The Bank of England said in its report on financial stability on Thursday that UK banks were able to face the worst Brexit, but such an event would cause large fluctuations in the market. On the other hand, markets are quoting 100% chance that the Fed will cut interest rates this month.
The opportunity to buy the pair will not be stronger without identifying who will succeed Teresa May in the leadership of the Brexit and know his policy plans to manage this file that determines the future of the country.
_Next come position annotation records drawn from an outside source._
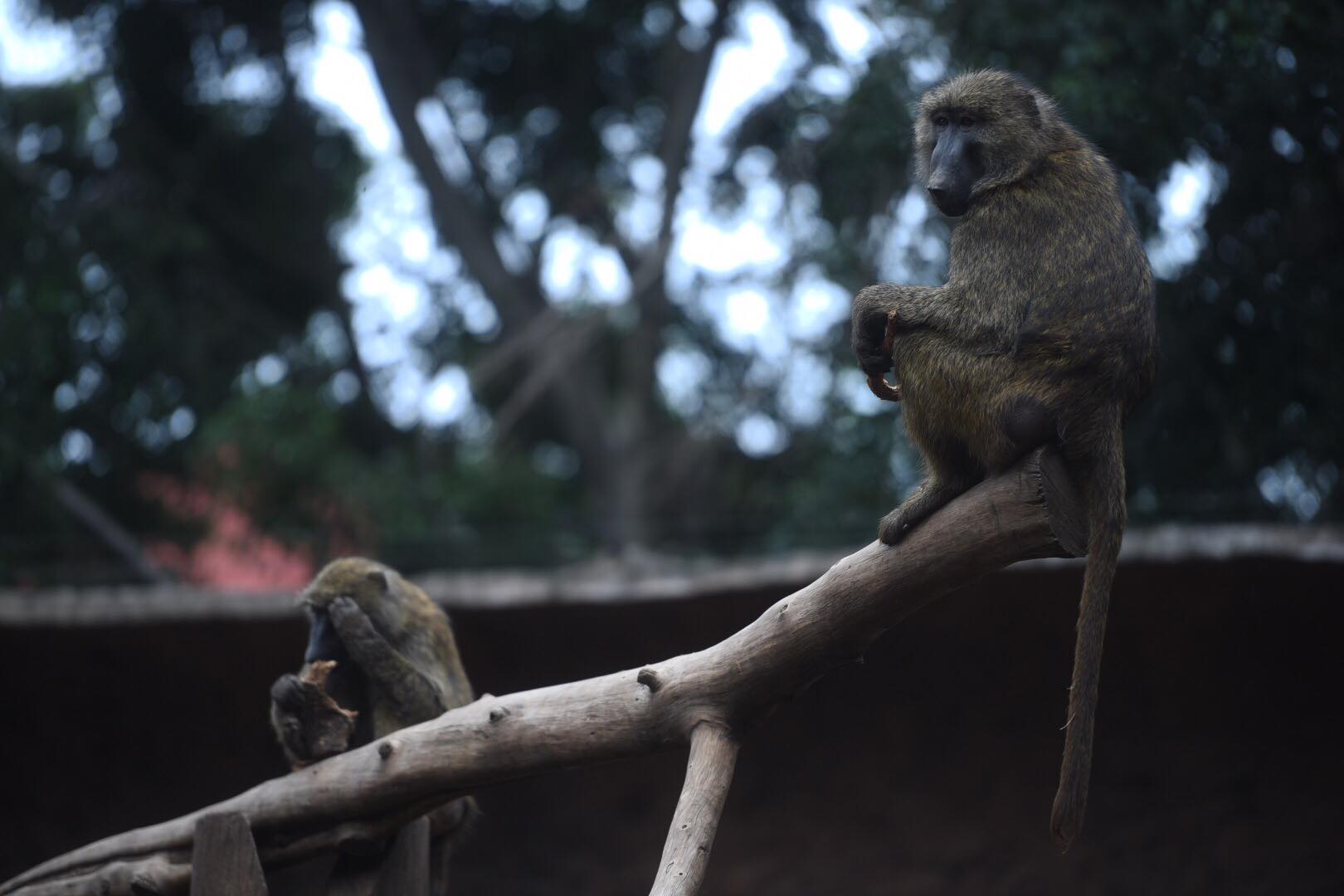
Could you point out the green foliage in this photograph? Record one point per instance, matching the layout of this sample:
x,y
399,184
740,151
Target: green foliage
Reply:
x,y
163,236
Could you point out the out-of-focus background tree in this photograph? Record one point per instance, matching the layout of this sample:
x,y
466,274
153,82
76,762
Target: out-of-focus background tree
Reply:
x,y
465,284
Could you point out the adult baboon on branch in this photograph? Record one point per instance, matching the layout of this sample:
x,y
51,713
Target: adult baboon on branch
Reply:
x,y
1043,332
381,655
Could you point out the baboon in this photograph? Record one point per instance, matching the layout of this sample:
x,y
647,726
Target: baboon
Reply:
x,y
1043,332
381,655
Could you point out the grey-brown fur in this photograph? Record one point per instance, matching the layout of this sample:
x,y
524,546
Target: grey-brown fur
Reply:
x,y
398,666
1043,332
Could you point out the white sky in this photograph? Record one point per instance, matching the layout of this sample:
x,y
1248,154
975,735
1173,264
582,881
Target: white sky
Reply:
x,y
397,260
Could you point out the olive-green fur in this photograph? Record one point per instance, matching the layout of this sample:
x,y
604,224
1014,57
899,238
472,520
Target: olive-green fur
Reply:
x,y
1043,332
409,621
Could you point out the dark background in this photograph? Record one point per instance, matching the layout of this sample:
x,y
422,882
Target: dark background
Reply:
x,y
929,768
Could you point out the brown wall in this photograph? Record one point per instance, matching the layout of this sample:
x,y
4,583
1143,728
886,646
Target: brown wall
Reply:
x,y
928,770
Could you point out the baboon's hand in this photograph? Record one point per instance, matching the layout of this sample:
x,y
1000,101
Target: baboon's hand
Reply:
x,y
869,331
893,528
355,629
286,702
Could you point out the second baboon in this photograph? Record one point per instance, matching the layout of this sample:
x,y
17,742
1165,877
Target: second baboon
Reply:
x,y
381,655
1043,332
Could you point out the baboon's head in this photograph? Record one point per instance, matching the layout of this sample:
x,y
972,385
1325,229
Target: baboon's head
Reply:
x,y
379,592
981,130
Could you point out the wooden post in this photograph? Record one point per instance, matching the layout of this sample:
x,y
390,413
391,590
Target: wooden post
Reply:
x,y
223,857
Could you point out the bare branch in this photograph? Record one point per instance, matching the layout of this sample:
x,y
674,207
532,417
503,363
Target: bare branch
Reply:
x,y
101,523
452,208
1027,512
709,772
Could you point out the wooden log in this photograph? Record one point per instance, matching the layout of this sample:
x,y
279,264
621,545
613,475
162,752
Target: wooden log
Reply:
x,y
709,772
1025,514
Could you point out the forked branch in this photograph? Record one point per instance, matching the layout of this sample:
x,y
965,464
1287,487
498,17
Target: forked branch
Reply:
x,y
709,772
1027,512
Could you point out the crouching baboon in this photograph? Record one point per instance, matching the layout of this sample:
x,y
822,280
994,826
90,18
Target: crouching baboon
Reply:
x,y
381,655
1043,334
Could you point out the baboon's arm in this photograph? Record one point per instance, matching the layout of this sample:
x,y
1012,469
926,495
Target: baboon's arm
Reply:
x,y
383,664
981,331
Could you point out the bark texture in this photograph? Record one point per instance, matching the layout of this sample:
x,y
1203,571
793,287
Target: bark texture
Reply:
x,y
1025,514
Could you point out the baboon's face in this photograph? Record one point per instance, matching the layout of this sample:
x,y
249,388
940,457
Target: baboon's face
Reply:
x,y
956,163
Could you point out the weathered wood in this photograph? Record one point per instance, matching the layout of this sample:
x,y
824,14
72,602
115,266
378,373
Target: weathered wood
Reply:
x,y
407,867
1027,512
223,857
709,772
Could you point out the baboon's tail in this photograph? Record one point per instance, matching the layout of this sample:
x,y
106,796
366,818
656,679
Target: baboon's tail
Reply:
x,y
1103,475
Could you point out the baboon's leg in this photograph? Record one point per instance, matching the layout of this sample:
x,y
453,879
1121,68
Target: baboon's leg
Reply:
x,y
388,670
942,484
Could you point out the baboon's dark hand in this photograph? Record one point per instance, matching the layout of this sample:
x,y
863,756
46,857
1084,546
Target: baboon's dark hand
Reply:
x,y
285,705
869,334
357,631
288,692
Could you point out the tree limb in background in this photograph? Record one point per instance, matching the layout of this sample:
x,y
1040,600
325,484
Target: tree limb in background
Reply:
x,y
1027,512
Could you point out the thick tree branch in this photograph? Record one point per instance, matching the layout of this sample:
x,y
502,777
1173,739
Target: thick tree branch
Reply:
x,y
709,772
1027,512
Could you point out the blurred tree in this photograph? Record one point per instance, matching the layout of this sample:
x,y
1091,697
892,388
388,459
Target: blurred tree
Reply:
x,y
175,296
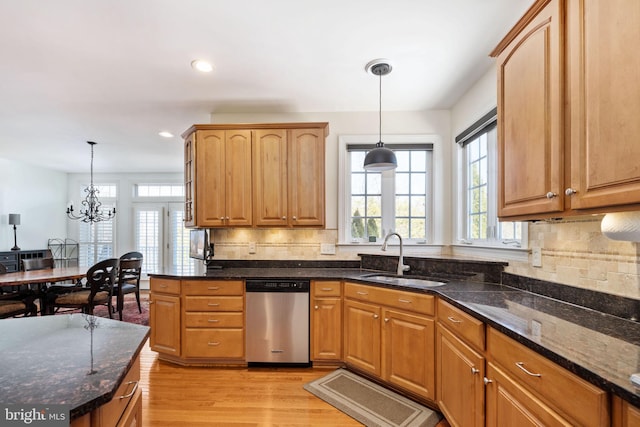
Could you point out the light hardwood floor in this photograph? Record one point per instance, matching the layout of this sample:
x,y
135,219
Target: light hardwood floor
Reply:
x,y
192,396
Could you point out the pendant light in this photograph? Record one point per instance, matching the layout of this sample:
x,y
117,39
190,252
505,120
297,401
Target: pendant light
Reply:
x,y
380,158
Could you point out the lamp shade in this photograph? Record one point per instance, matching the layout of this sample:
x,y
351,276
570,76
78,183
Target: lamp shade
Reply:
x,y
14,219
380,159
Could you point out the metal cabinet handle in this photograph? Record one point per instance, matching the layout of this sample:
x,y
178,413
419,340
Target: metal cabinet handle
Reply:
x,y
526,371
133,390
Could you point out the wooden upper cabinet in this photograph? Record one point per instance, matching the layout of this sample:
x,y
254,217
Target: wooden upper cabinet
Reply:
x,y
268,175
306,167
568,102
530,112
222,178
288,166
603,36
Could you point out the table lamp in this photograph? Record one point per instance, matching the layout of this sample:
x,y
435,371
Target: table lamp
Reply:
x,y
14,219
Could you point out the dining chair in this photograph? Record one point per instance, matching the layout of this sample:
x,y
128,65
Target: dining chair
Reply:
x,y
98,290
128,282
16,302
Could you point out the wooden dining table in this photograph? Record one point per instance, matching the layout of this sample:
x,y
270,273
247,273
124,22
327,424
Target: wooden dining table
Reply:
x,y
48,275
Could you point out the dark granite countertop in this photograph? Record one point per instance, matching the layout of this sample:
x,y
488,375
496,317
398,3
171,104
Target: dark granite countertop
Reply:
x,y
48,360
601,348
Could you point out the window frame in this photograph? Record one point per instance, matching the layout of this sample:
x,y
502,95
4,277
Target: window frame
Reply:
x,y
434,188
485,125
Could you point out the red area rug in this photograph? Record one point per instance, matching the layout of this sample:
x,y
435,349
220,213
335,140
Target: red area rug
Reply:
x,y
130,313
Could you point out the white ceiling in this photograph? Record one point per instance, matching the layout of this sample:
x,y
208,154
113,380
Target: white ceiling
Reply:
x,y
118,71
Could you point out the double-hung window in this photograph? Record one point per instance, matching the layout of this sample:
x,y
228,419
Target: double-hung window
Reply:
x,y
400,200
480,224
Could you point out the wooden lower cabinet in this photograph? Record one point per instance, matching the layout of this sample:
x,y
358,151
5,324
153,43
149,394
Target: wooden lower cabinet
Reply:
x,y
326,321
198,321
164,316
406,340
510,404
460,374
394,345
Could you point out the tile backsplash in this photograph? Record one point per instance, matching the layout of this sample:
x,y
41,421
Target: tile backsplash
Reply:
x,y
576,253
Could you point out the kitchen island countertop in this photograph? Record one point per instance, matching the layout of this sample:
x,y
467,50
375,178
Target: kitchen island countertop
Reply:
x,y
62,360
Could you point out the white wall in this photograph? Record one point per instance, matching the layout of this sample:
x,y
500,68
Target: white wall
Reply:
x,y
39,196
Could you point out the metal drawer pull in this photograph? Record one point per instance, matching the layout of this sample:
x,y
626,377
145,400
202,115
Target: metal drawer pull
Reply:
x,y
520,365
135,387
If Britain leaves the EU without an agreement, this could lead to a further collapse of the pound exchange rate.
The Bank of England continues to stress that any shift in the bank’s policy depends on the future of Brexit.
Technically: the GBP / USD is still supporting the bearish trend and there were no strong signs of a near bullish correction, and therefore, support levels of 1.2460, 1.2400 and 1.2330 remain the nearest targets for the pair to consolidate the strength of the current general trend. On the upside, the bullish correction will not be a strong without stability above 1.3000 psychological resistance. I still prefer selling the GBPUSD pair from each ascending level. The pair gains are still under threat of any negative development of BREXIT's future.
On the economic data front, the economic calendar today will focus on the announcement of the PPI in the United States. There are no significant UK economic data today.